1 is a perspective view showing a fire-fighting drone according to a first embodiment of the present invention, FIG. 2 is a side view showing a fire-fighting drone according to a first embodiment of the present invention, and FIG. 3 is a first embodiment of the present invention It is a plan view showing a drone for firefighting according to

1 to 3, the fire-fighting drone 100 (hereinafter abbreviated as 'drone') according to the first embodiment of the present invention includes a battery 110, arms 120, 125, and a propeller 130. , landing gear 140, frame 150, profile 154, duct 160, obstacle breaking unit 170, guard unit 180, processor 190, communication unit (not shown) and sensor unit (not shown) city) is included.

The drone 100 receives a control signal from the outside (a terminal such as a remote controller possessed by the pilot) and moves or destroys an obstacle.

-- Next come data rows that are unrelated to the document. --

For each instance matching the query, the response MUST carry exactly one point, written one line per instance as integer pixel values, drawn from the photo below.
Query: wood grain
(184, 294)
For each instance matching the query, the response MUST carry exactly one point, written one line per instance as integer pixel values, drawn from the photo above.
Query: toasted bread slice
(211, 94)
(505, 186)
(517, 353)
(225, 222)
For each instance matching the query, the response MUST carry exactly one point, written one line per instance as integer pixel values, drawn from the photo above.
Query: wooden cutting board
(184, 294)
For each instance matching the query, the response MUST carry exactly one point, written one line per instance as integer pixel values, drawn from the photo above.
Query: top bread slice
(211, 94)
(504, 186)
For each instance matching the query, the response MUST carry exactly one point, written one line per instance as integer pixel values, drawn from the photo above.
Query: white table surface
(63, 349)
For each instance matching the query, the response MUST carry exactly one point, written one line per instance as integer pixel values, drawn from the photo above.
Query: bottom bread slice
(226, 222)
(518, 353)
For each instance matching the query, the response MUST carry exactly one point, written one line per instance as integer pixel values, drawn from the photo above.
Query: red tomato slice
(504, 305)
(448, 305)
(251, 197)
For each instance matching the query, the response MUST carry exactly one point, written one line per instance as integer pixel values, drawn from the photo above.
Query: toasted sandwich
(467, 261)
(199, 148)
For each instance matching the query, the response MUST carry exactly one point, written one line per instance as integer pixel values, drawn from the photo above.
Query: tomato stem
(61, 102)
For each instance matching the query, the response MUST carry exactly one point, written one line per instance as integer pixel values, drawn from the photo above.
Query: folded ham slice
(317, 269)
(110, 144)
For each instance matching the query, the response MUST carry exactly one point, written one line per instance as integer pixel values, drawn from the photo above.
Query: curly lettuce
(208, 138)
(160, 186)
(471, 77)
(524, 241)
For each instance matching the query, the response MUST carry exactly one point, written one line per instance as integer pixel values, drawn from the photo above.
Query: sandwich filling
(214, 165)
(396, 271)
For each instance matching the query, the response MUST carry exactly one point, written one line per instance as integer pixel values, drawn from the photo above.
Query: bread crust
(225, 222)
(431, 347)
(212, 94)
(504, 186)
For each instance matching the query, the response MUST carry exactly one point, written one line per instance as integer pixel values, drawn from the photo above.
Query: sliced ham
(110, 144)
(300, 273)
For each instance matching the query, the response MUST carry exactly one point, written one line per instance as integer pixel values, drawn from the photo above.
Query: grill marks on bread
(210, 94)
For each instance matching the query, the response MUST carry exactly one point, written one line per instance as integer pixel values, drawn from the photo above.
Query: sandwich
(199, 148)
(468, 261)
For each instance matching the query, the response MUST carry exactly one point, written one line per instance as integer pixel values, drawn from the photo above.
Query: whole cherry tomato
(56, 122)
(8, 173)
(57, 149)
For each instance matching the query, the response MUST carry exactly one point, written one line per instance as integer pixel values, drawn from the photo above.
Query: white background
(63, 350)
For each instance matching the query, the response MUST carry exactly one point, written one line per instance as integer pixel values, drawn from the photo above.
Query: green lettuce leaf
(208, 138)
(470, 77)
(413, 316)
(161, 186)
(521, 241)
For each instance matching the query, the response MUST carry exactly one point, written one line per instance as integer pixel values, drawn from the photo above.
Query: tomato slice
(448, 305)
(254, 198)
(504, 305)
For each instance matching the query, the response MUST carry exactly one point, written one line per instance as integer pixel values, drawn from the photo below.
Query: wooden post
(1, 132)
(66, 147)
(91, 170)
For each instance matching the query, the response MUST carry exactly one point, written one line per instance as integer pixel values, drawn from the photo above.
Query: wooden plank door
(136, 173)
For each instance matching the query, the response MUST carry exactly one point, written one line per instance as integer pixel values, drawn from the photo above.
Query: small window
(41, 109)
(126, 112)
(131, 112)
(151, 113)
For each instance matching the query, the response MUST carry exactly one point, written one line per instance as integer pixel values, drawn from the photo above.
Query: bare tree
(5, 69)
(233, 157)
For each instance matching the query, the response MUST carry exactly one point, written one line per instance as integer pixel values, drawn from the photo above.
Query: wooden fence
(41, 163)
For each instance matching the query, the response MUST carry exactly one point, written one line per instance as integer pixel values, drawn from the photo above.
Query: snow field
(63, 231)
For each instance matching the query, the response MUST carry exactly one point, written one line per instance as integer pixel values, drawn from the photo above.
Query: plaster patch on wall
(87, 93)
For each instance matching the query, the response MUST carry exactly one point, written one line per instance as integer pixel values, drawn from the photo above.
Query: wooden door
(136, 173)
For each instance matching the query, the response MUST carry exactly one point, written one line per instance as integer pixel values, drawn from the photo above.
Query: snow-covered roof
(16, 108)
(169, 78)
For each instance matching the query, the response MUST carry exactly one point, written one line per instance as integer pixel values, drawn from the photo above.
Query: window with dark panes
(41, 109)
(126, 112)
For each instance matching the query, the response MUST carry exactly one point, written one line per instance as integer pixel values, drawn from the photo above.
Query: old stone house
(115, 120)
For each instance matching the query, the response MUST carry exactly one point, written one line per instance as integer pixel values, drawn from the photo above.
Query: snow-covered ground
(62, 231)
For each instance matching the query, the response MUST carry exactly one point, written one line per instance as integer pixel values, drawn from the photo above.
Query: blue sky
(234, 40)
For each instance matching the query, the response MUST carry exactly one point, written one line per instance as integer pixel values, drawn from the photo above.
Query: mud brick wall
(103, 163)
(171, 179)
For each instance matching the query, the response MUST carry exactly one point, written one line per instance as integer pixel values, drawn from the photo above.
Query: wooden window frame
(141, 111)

The drone 100 receives a control signal for direction or movement from the outside, moves according to the control, senses the approach of an obstacle or the surrounding environment, and transmits it to the outside. When receiving a sensing value and receiving a control signal for obstacle destruction from the outside, an obstacle destruction operation is performed according to the control signal to destroy an adjacent obstacle. As such, the drone 100 moves anywhere within the range it can fly and destroys obstacles at the corresponding location, thereby improving the rescue and survival rate of people who have not been able to get out of the disaster site. As exemplified in the background art, the drone 100 at the fire site destroys the glass window of the building, so that it can be evacuated to the outside of the building using an emergency ladder or the like. Alternatively, the drone 100 improves the survival rate or rescue rate of the victim by destroying the obstacle at the location where the victim is located at the disaster site.

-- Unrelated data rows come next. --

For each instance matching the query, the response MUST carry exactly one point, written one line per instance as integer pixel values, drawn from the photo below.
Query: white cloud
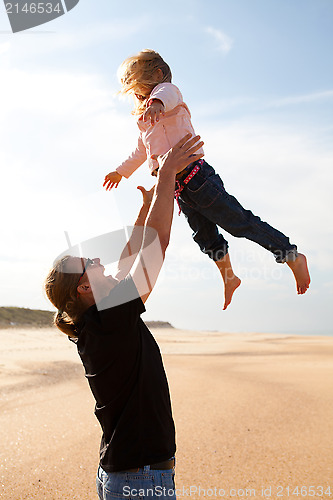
(223, 42)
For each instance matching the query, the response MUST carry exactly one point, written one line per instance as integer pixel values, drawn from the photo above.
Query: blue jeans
(206, 205)
(145, 483)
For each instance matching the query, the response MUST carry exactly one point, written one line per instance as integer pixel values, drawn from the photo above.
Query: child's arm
(126, 169)
(112, 179)
(154, 110)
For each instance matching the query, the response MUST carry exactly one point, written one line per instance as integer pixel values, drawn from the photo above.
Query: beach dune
(253, 415)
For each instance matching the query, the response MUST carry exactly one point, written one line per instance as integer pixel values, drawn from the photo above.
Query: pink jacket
(159, 138)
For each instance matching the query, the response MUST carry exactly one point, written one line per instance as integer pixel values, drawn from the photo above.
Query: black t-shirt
(125, 372)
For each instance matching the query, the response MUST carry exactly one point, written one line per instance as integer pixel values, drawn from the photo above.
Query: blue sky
(257, 76)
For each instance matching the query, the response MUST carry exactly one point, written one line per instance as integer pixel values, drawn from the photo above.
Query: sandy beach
(253, 414)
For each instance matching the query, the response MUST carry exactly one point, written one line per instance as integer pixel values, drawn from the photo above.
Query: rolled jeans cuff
(289, 255)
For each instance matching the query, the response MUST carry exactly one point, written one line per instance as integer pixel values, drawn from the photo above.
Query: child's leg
(212, 243)
(206, 192)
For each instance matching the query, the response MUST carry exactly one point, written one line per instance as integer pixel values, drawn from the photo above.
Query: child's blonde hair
(137, 74)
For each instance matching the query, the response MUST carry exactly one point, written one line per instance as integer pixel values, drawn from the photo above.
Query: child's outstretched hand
(147, 196)
(112, 179)
(154, 111)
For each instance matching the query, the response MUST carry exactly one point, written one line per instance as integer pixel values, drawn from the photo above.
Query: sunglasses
(141, 97)
(88, 263)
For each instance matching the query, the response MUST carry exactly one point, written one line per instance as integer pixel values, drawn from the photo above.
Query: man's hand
(146, 195)
(181, 155)
(154, 111)
(112, 179)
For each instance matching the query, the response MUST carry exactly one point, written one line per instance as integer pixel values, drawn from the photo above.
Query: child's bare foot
(230, 286)
(230, 280)
(300, 270)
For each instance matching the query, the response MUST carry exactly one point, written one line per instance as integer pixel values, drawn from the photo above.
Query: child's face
(141, 92)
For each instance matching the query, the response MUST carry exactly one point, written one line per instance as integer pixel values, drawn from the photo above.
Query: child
(163, 119)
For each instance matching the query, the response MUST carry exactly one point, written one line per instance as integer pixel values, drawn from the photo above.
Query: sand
(253, 414)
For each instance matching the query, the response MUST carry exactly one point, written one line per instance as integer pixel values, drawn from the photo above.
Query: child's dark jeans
(206, 205)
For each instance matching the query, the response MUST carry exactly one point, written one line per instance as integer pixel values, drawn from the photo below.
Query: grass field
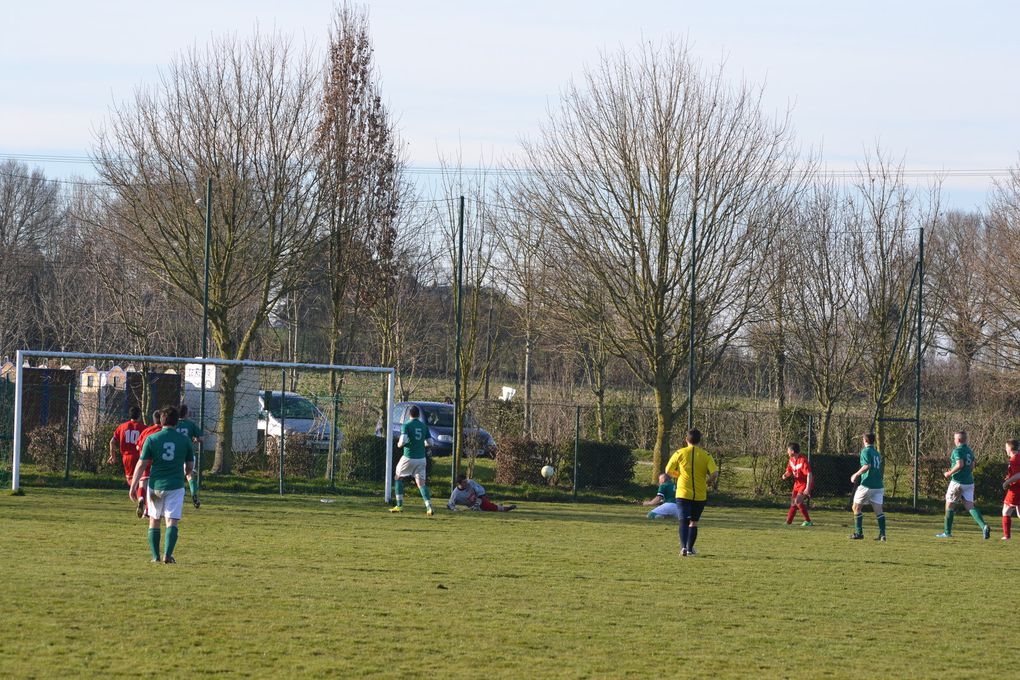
(296, 587)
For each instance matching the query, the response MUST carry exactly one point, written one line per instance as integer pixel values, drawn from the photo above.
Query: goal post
(257, 375)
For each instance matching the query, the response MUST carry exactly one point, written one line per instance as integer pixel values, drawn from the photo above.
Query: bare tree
(244, 114)
(649, 147)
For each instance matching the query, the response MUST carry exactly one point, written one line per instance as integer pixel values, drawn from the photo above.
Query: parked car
(298, 415)
(439, 417)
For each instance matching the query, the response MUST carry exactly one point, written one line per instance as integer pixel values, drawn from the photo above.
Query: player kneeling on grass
(1011, 504)
(171, 457)
(413, 437)
(800, 469)
(872, 488)
(961, 476)
(664, 501)
(694, 470)
(471, 493)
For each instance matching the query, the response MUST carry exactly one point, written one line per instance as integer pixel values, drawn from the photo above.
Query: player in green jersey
(961, 476)
(871, 490)
(170, 456)
(191, 429)
(414, 436)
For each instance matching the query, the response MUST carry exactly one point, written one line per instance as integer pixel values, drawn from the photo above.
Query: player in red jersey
(800, 469)
(1011, 504)
(124, 438)
(157, 424)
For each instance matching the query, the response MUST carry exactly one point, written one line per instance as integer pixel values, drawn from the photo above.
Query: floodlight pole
(917, 364)
(205, 328)
(457, 406)
(691, 340)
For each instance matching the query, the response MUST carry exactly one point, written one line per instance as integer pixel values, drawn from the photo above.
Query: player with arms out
(1011, 504)
(171, 457)
(191, 430)
(694, 470)
(871, 490)
(124, 439)
(800, 469)
(414, 436)
(961, 476)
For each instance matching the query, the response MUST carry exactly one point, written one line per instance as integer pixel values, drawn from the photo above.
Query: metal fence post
(576, 447)
(70, 399)
(283, 424)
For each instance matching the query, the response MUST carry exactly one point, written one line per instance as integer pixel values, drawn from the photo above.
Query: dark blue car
(439, 417)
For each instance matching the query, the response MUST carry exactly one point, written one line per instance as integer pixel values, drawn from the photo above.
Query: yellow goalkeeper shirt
(691, 467)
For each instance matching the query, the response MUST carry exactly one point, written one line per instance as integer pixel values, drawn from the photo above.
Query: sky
(931, 83)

The battery 110 supplies power required to operate the processor 190 and other components in the drone 100 . The battery 110 is electrically connected to the processor 190 and other components that require power, and supplies power to the components. The battery 110 is disposed on the profile 154 at the bottom of the processor 190 . In consideration of the weight of the duct 160 and the obstacle breaking part 170 , the battery 110 and the processor 190 have a weight on the axis (the y-axis in FIG. 1 ) formed by the duct 160 and the obstacle breaking part 170 . By being located in the center, the drone 100 can be balanced on the corresponding axis.

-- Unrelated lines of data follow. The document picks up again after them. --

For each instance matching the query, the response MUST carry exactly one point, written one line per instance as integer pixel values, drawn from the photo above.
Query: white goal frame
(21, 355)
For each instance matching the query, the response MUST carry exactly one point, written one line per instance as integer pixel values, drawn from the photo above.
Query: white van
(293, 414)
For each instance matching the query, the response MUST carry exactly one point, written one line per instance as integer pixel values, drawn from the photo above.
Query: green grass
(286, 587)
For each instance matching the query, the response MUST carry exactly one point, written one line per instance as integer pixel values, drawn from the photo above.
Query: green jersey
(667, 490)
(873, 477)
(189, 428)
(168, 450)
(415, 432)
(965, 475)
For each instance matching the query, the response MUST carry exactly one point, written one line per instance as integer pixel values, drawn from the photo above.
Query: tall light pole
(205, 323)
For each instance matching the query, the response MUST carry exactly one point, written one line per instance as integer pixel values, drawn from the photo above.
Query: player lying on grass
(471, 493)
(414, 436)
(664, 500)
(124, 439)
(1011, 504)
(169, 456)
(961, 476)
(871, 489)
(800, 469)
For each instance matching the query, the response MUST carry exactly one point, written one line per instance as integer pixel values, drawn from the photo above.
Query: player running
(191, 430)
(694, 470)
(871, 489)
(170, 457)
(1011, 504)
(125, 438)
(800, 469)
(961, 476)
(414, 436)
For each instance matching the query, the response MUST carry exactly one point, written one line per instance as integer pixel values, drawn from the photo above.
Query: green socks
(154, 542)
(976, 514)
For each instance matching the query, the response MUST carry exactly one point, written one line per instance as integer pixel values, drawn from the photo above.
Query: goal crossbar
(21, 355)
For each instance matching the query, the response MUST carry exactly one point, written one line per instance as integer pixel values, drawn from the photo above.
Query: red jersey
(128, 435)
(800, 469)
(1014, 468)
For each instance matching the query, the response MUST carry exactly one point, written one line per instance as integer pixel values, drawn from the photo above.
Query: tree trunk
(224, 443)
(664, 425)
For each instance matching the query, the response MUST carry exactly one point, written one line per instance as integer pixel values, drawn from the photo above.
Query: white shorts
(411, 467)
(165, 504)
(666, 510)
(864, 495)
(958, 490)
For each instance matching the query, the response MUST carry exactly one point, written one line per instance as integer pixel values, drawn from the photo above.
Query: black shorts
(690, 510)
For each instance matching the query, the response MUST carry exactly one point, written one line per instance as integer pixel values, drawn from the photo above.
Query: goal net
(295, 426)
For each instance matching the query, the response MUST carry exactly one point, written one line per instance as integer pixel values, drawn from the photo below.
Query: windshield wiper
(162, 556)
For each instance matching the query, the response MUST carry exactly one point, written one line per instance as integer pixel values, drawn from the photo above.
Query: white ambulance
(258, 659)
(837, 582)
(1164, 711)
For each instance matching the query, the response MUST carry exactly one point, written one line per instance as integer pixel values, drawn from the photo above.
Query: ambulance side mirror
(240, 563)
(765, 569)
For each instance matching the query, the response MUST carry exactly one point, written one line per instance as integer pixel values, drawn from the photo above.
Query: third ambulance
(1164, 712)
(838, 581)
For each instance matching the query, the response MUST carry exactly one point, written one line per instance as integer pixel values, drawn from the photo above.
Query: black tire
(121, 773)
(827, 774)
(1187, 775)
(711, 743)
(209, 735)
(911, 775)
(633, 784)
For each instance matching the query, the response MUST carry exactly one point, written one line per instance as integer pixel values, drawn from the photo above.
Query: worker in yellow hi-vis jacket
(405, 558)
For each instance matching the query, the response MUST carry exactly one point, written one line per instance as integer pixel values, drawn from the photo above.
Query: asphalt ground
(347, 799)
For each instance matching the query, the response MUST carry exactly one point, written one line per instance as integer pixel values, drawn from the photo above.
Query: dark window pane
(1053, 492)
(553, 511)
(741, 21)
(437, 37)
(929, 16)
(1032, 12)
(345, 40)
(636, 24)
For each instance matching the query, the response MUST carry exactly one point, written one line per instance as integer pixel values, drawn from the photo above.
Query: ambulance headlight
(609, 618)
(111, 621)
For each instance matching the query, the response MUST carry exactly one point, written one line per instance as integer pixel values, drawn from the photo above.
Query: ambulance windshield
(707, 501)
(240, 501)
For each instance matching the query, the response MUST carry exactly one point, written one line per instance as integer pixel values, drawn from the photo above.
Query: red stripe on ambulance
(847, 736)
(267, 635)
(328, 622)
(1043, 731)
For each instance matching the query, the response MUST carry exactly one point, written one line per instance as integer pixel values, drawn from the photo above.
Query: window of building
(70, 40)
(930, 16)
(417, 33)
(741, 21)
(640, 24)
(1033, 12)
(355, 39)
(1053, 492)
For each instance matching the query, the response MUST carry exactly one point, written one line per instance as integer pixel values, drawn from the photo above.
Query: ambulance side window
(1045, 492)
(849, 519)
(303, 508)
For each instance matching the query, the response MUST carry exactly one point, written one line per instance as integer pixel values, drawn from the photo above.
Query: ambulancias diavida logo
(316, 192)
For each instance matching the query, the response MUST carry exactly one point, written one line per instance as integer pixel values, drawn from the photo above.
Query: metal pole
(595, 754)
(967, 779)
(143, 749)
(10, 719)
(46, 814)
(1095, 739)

The arm 120 mechanically and electrically connects the processor 190 and the propeller 130 .

The propeller 130 receives power from the battery 110 and a control signal from the processor 190 to rotate and generate lift. 1 to 3, the arm 120 and the propeller 130 are illustrated as including four, but the present invention is not limited thereto, and the number of the arms 120 and the propeller 130 may vary depending on the output amount or weight. . A plurality of propellers 130 are included, and whether or not each propeller rotates and a rotation speed is adjusted so that the drone 100 moves forward, backward, left, or right, or ascends and descends.

The landing gear 140 is connected by the processor 190 and the arm 125, and when the drone 100 intends to land on the ground or at a specific landing point, it supports the drone 100 to safely land the drone 100. make it possible The landing gear 140 has a long shape in a certain direction and contacts the ground or a landing point in a large area, so that the drone 100 can land without losing balance when landing.

The frame 150 supports each component in the drone 100 . The frame 150 is implemented, for example, in a rectangular shape as shown in FIG. 1 , and supports the respective components. The frame 150 is electrically and mechanically connected to the profile 154 , the duct 160 , the obstacle breaking part 170 and the guard part 180 , and supports the respective components.

As described above, the profile 154 is formed at the center of gravity on the axis (y-axis in FIG. 1 ) formed between the duct 160 and the obstacle breaking part 170 to support the battery 110 . Profile 154 is formed at the aforementioned location (center of gravity) in frame 150 . The profile 154 has a structure capable of supporting a configuration equal to or smaller than its area, and supports the battery 110 , which is a configuration disposed on top of the profile 154 .

The duct 160 is disposed on the opposite side of the obstacle breaking unit 170 with respect to the processor 190 to maintain the balance of the drone 100 and to minimize recoil occurring during the operation of the obstacle breaking unit.

The duct 160 is fixed in the frame 150 , and is disposed on the opposite side of the obstacle breaking unit 170 with respect to the processor 190 . By disposing the duct 160 and the obstacle destroyer 170 opposite to each other, the drone 100 can maintain a balance.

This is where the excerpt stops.